接着对图像补全网络训练以欺骗两个内容鉴别器网络,这要求它生成总体以及细节上与真实无法区分的图像。我们证明了我们的方法可以用来完成各种各样的场景。此外,与PatchMatch等基于补丁的方法相比,我们的方法可以生成图像中未出现的碎片,这使我们能够自然地完成具有熟悉且高度特定的结构(如面部)的对象的图像。
该论文的方法,完全以卷积网络作为基础,使用了GAN网络的思路,设计了两部分(三个网络),一部分用于生成图像,即补全网络,一部分用于鉴别生成图像是否与原图像一致,即全局鉴别器和局部鉴别器。网络结构图如下所示:
网络介绍:
补全网络:补全网络是完全卷积的,目的是用来修复图像。
全局鉴别器:以完整的图像作为输入,识别场景的全局一致性。
局部鉴别器:只关注完成区域周围的一个小区域,以判断更详细的外观质量。
基于飞桨实现GLCLC算法
下面我们基于飞桨开源深度学习框架动手实现 GLCLC 算法,介绍神经网络代码实现内容,主要使用了卷积、反卷积、空洞卷积、正则、激活函数等方法搭建了补全网络及鉴别网络。
1. 补全网络结构
补全网络部分,作者采用12层卷积网络对输入图像进行encoding,得到一张原图16分之一大小的网格。然后再对该网格采用4层卷积网络进行decoding。为了保证生成区域尽量不模糊,文中降低分辨率的操作是使用strided convolution 的方式进行的,而且只用了两次,将图片的size 变为原来的四分之一。同时在中间层还使用了空洞卷积来增大感受野,在尽量获取更大范围内的图像信息的同时不损失额外的信息,从而得到复原图像。下表为补全网络各层参数分布情况。
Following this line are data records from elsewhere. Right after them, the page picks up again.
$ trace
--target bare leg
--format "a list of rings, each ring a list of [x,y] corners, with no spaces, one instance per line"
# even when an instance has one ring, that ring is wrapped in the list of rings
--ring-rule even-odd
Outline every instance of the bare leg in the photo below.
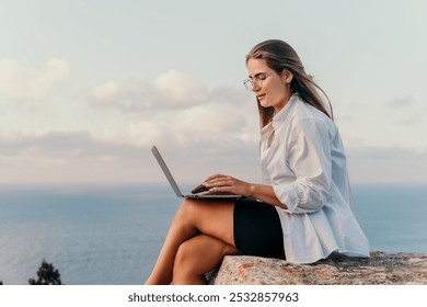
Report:
[[[204,285],[205,274],[214,270],[227,254],[240,251],[223,241],[197,235],[182,243],[175,257],[172,284]]]
[[[186,198],[172,221],[146,284],[170,284],[180,246],[196,235],[205,234],[234,247],[233,208],[234,201]]]

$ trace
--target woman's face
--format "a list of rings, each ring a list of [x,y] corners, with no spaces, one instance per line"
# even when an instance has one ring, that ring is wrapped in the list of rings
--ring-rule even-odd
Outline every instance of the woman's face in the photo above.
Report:
[[[263,107],[273,106],[279,112],[292,95],[290,81],[292,75],[284,70],[278,75],[267,66],[265,59],[250,58],[247,61],[249,78],[252,79],[253,92]]]

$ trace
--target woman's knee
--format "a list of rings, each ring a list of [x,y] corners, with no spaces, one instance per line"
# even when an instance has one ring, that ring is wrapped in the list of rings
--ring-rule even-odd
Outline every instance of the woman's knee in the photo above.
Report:
[[[191,274],[194,271],[194,266],[197,263],[198,255],[197,249],[195,249],[192,240],[185,241],[180,245],[174,261],[174,275],[175,274]],[[199,261],[199,260],[198,260]]]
输入为RGB图像与二进制掩码(需要填充的区域以1填充)的组合图像;输出为RGB图像。
搭建补全网络
def generator(x):
# conv1
conv1 = fluid.layers.conv2d(input=x,num_filters=64,filter_size=5,dilation=1,stride=1,padding='SAME',name='generator_conv1',data_format='NHWC')
conv1 = fluid.layers.batch_norm(conv1, momentum=0.99, epsilon=0.001)
conv1 = fluid.layers.relu(conv1, name=None)
# conv2
conv2 = fluid.layers.conv2d(input=conv1,num_filters=128,filter_size=3,dilation=1,stride=2,padding='SAME',name='generator_conv2',data_format='NHWC')
conv2 = fluid.layers.batch_norm(conv2, momentum=0.99, epsilon=0.001)
conv2 = fluid.layers.relu(conv2, name=None)
# conv3
conv3 = fluid.layers.conv2d(input=conv2,num_filters=128,filter_size=3,dilation=1,stride=1,padding='SAME',name='generator_conv3',data_format='NHWC')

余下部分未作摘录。